There is a never-ending discussion about the terminology around Threat Modeling. In order to have control over data security issues that could potentially impact your business, it is crucial to understand the relationship between four key components: vulnerabilities, cyber threats, threat actors and risks.
This post explains the key differences between vulnerabilities; cyber threats; threat actors and risks within the context of IT security.
Vulnerabilities refer to weaknesses in a system. They make threat outcomes achievable and could sometimes be even more dangerous. A system can be exploited through a single vulnerability, for example, a single SQL Injection attack could give an attacker full control over sensitive data.
An attacker could also link various exploits together, taking advantage of more vulnerabilities to gain even more control. Examples of common vulnerabilities are SQL Injections, XML External Entity, Cross-site Scripting, LFI, server misconfigurations and more.
Cyber threats, or simply just threats, refer to cybersecurity occurrences or events that potentially cause harm by way of their outcome.

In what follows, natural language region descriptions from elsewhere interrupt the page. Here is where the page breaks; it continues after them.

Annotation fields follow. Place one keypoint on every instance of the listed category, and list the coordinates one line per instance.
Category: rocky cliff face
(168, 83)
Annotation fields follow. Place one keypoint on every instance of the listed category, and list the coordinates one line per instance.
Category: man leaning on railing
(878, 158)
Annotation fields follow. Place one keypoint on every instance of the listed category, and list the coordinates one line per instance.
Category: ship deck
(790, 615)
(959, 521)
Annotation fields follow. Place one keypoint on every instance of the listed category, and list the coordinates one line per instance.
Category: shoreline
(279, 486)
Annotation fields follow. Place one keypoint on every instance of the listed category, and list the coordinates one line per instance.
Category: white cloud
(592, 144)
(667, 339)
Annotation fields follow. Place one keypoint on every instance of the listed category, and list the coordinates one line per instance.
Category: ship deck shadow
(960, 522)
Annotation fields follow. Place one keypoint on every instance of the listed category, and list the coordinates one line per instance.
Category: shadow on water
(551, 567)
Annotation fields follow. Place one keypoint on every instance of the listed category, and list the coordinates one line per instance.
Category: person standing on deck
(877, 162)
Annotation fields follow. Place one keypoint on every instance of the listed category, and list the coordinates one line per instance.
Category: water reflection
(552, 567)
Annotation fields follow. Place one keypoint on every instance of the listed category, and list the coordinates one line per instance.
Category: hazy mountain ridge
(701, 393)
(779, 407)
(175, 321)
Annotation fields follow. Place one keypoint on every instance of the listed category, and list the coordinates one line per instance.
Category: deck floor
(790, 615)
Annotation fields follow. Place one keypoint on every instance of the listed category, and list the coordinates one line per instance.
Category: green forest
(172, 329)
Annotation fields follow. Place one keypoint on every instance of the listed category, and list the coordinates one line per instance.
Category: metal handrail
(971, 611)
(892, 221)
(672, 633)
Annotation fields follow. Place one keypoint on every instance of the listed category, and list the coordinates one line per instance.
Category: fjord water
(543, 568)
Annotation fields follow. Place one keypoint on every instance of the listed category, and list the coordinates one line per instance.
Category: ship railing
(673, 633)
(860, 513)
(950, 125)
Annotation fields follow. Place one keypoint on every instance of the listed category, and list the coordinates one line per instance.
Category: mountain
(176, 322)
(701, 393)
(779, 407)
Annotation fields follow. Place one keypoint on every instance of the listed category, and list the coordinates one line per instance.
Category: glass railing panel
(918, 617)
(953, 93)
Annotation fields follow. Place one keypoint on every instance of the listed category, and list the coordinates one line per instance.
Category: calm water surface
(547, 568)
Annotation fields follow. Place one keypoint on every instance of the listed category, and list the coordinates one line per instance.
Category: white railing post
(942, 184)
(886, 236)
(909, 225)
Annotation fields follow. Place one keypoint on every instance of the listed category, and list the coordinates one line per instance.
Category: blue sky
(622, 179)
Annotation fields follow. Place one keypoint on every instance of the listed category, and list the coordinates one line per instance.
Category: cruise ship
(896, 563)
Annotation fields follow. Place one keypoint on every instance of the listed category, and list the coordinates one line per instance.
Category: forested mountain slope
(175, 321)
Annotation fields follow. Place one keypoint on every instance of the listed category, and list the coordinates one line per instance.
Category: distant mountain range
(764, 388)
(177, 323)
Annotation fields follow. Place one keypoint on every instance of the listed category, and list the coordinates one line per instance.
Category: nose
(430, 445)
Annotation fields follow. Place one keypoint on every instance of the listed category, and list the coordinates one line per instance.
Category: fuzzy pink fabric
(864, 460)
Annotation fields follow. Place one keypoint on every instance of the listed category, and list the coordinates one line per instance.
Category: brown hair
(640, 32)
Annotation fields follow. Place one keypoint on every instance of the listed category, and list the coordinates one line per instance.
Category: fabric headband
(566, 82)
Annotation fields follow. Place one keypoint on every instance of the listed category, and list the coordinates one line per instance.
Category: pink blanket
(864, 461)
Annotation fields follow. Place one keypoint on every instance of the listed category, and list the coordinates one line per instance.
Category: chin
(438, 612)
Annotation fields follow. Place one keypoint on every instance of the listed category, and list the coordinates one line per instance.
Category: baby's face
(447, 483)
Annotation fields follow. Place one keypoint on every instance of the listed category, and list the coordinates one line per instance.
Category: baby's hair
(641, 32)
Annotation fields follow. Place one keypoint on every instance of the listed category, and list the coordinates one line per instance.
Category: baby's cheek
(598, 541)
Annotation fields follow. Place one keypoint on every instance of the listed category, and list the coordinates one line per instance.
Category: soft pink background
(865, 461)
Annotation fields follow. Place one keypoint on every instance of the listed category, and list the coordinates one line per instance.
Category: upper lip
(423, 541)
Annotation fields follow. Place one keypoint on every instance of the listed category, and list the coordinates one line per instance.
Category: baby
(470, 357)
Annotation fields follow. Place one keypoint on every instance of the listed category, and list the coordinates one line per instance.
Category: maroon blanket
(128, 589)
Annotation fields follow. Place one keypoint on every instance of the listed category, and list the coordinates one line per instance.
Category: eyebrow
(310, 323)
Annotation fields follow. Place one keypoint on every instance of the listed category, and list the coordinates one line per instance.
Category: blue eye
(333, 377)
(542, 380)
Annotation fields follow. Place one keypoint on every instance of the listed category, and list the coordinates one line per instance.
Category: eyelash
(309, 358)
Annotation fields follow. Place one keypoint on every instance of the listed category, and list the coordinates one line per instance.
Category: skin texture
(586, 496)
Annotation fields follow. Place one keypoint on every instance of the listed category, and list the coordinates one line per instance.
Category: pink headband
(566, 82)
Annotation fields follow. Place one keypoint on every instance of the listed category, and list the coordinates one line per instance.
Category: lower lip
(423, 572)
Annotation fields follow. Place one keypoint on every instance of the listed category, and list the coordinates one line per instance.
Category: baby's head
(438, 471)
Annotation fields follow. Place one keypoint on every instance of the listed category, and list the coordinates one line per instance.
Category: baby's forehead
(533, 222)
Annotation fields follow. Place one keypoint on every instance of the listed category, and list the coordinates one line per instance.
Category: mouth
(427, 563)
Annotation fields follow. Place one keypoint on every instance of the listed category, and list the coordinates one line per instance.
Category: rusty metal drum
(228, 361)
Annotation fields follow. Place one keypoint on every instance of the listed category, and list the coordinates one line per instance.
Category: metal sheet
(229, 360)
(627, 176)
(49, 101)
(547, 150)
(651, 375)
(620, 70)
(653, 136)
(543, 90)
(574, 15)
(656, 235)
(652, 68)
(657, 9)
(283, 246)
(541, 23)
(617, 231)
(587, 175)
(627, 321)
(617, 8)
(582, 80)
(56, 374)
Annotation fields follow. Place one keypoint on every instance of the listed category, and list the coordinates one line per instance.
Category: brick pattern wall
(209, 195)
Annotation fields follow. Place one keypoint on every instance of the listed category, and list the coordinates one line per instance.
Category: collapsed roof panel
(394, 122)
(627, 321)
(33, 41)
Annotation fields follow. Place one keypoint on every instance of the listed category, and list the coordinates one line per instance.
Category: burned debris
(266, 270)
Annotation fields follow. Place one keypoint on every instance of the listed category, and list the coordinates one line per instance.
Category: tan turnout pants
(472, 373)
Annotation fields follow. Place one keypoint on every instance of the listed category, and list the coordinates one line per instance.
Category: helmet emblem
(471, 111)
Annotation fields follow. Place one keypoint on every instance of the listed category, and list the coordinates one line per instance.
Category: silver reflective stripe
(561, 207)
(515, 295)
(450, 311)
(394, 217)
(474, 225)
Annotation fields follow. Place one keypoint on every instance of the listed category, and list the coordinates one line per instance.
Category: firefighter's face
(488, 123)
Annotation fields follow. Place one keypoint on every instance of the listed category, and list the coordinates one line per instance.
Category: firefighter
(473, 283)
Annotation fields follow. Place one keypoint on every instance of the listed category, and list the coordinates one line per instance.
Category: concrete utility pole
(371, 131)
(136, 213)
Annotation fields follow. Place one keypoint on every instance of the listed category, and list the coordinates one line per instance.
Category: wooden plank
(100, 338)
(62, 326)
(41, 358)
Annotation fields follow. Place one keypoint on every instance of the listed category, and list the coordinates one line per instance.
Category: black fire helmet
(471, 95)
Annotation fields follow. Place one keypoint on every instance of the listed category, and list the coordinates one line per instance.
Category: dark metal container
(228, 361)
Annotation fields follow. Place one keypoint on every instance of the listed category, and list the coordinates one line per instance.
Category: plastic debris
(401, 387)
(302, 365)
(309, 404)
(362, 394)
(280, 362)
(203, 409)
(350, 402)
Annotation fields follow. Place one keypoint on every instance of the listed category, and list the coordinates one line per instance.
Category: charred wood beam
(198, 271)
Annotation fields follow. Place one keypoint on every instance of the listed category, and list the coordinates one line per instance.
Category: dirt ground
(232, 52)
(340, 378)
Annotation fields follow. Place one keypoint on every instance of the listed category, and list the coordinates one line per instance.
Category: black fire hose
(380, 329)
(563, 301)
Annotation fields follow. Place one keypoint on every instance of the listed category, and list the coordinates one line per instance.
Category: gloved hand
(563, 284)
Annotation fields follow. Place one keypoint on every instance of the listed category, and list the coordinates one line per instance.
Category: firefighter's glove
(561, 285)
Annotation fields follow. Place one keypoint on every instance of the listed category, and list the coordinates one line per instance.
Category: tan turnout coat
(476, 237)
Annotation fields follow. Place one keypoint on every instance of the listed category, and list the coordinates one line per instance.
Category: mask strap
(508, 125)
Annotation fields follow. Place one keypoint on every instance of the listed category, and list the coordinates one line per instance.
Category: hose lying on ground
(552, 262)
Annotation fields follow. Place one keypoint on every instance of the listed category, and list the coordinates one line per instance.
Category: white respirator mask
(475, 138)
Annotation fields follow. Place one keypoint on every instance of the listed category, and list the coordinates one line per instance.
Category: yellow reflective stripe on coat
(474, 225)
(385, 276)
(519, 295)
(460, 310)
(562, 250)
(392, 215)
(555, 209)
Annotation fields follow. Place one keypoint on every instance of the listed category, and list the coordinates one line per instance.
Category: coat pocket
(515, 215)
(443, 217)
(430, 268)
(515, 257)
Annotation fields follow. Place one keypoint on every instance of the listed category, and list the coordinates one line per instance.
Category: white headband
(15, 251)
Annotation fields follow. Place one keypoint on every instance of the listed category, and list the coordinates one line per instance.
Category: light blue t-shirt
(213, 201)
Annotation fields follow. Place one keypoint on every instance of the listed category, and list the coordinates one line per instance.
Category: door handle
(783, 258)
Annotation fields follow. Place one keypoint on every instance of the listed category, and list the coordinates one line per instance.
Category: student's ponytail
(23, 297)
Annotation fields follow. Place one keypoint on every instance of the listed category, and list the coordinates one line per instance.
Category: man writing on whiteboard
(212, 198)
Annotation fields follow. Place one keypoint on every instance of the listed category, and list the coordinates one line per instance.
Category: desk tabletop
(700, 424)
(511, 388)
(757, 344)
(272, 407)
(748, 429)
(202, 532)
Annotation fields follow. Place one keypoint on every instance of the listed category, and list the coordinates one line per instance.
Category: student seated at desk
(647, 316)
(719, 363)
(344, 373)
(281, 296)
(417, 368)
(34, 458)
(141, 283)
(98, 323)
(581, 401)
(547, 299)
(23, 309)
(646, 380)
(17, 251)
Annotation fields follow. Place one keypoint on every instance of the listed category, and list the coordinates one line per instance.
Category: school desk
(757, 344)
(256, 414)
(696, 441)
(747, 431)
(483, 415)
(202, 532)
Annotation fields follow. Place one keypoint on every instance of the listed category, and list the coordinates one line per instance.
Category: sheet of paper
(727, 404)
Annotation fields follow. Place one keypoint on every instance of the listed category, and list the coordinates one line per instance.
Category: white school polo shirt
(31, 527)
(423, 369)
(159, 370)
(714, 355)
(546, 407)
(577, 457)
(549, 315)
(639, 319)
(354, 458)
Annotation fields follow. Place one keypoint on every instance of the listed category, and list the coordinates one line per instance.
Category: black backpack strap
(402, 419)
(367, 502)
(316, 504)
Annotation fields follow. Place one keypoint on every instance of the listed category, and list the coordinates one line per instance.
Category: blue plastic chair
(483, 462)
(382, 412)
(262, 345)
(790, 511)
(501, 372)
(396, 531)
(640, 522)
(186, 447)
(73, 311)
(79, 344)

Threats can become more dangerous because of a vulnerability in a system.
Common threats are:
- – Phishing attacks that result in attackers installing a trojan horse and stealing sensitive information from your applications.
- – An administrator accidentally leaving unprotected data on a production server causing a data breach.
- – DDoS attacks attempting to make your website unavailable by flooding it with unwanted traffic from multiple computers.
And many others…
A Cyber Threat is something negative, such as an accident or an attack that presents a danger to you and you want to be sure to avoid it.
Cybersecurity threats are accomplished by threat actors. They’re simply the entity, person, actor, or organization who initiates a threat. Examples of common threat actors include cybercriminals (usually financially motivated), politically motivated activists (hacktivists), competitors, disgruntled insiders, careless employees, and others…
Cyber threats are more dangerous when threat actors leverage several vulnerabilities to gain full access to a system, often including the operating system.
Risks are most commonly confused with threats, but they’re different in a significant way. A cybersecurity risk in everyday language is a chance of something bad happening combined with how bad it would be if it happens. Essentially, this refers to a combination of the probability of a threat and the impact/loss of that threat being exploited will have. The equation is:
risk = threat probability x impact
Therefore, a risk is a scenario that needs to be avoided combined with the likely impacts that result from that scenario. Here is a hypothetical example of how risks can be constructed:
Vulnerability – SQL Injection
Threat – Sensitive data theft enabled as a result of the SQL Injection
Threat actors – Financially driven cybercriminals that perform the SQL Injection
Impact – Theft of sensitive data causing financial and reputation loss
Threat probability – The probability of this attack is high, given that the website is vulnerable to an SQL Injection
Accordingly, in this scenario, the SQL Injection should be treated as a high-risk vulnerability.